Understanding Synthetic Monitoring

Many businesses use web applications, mobile applications, and APIs to cater to online customers’ needs. When the applications are working correctly, the customer experience is excellent, and the traffic usually flows. However, you have to do a monitoring check to ensure that the site is available, working correctly, and responding quickly. That is where synthetic monitoring comes in.

Synthetic monitoring monitors your applications, website, or server by simulating the user’s requests. When you are doing synthetic monitoring, you create behavioral scripts that simulate the path a user of the website would take. In simple words, synthetic monitoring is a method of understanding your user’s experience on your application, web, or server by predicting their behavior.

Synthetic monitoring gives you information regarding the performance and uptime of important business transactions, which are the most common navigation paths in the application. So, it helps t alert you about performance problems or outages with your application.
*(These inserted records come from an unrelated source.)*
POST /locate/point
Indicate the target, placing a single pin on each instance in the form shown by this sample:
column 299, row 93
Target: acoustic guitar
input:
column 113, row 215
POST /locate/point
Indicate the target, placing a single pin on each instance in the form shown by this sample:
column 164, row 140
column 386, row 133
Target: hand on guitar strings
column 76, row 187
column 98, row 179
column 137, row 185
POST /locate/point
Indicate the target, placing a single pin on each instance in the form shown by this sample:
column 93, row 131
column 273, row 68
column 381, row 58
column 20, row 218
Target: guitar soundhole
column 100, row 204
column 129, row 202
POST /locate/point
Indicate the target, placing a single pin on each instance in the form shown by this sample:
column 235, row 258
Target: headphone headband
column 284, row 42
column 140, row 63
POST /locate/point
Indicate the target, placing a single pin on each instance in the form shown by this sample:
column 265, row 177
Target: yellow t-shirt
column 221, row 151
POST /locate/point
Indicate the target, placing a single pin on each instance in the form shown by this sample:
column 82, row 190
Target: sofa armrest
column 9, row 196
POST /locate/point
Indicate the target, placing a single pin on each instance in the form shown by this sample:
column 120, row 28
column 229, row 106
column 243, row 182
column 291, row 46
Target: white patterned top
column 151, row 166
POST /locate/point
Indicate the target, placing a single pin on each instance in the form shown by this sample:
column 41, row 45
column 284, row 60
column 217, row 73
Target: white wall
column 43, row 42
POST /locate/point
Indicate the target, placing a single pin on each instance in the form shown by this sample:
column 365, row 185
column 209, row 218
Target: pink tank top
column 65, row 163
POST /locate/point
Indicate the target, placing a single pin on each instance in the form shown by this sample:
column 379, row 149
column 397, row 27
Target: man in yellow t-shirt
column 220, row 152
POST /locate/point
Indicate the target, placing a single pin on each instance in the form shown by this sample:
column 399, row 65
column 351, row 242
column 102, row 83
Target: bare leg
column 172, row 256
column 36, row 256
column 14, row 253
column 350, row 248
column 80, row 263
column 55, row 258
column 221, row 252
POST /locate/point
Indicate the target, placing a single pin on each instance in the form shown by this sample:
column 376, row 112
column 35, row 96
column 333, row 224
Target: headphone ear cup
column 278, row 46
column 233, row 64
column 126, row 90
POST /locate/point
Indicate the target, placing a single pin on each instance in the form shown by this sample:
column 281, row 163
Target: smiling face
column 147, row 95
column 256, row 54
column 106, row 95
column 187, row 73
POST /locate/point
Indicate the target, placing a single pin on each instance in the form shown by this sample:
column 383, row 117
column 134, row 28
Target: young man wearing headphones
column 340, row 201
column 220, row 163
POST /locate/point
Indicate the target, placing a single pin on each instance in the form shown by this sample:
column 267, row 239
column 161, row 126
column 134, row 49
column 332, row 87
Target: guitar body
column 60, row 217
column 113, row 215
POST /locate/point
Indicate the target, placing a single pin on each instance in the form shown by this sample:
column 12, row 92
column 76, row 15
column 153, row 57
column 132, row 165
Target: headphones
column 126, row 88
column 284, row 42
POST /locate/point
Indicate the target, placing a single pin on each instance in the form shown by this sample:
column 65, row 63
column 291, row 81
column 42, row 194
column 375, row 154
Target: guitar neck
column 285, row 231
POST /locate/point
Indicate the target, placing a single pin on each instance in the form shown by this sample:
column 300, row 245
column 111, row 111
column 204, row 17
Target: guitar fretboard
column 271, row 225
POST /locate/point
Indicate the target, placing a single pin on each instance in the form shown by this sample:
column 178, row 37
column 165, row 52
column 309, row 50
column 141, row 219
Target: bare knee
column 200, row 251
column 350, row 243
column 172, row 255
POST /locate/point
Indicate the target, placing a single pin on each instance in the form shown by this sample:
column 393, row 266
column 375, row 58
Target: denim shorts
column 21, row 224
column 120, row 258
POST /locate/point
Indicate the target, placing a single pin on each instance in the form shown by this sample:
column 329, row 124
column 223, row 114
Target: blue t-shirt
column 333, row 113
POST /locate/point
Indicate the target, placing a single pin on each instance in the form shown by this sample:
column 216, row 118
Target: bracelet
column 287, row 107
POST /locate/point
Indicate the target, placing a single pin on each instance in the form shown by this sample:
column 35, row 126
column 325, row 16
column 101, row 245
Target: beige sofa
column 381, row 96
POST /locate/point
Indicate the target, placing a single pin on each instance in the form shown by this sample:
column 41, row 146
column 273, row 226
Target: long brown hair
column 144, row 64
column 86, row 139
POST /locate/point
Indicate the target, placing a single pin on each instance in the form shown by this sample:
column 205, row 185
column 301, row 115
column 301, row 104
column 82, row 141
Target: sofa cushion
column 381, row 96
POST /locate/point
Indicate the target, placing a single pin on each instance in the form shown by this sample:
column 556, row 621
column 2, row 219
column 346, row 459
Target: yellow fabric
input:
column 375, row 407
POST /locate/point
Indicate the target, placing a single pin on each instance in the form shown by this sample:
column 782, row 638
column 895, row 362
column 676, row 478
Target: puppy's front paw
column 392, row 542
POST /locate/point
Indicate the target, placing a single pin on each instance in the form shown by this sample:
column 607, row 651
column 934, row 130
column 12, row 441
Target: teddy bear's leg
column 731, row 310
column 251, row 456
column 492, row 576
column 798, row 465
In addition to that, when you have little or no traffic to your site, it helps you examine user behavior, judge the performance, and initiate the right changes to enhance the user’s experience.

Synthetic Monitoring Website Header Image

IMAGE: UNSPLASH

How Synthetic Monitoring Works

Using a simulated transaction by a robot user, synthetic monitoring issues automated commands to your site in a similar way the real user might do. There are two ways in which synthetic monitoring can be useful:

Inside the firewall: you can use synthetic monitoring inside the data sender to test if all the machines are correctly running as expected.

Outside the firewall: you can use synthetic monitoring outside the firewall to test your website’s availability and performance from the user’s perspective.

The tester runs the monitoring tools (testing scripts and server calls) at a set and regular intervals, for instance, like every 20minutes sent from an individual client browser, used for monitoring at the moment. Or they can also use the commands from different browsers at several server locations to test the availability and performance of the application from a global perspective. The monitoring activity simulates a browser or runs like an actual browser.

Synthetic monitoring simulates the user’s clickstream like standard navigation, cart transactions in e-commerce websites, form submissions, or online gaming in online sites. Through that, you get to monitor your server and application performance around the clock, including when there is low user engagement. You can run it on a  private test environment when doing regular offline maintenance or before you launch new features to the application. That helps you identify the real problems before your user encounters them. During the monitoring time, it determines:

  • If your application or server is up.
  • When your server is down.
  • If the transactions are correctly working.
  • The speed at which the site is loading-if fast or slow.
  • The cost-effectiveness of the performance.
  • If there is any issue with the server and where it is.
  • Problems caused by third-party scripts.

Conclusion

Performance testing is critical for every application. Browser simulation is a quick process and takes up little resources but helps you identify your app’s responsiveness and performance. If you want to keep a properly working software, synthetic monitoring is suitable. It enables you to identify and fix performance hiccups, such as slow-loading pages that could negatively impact your application’s user experience.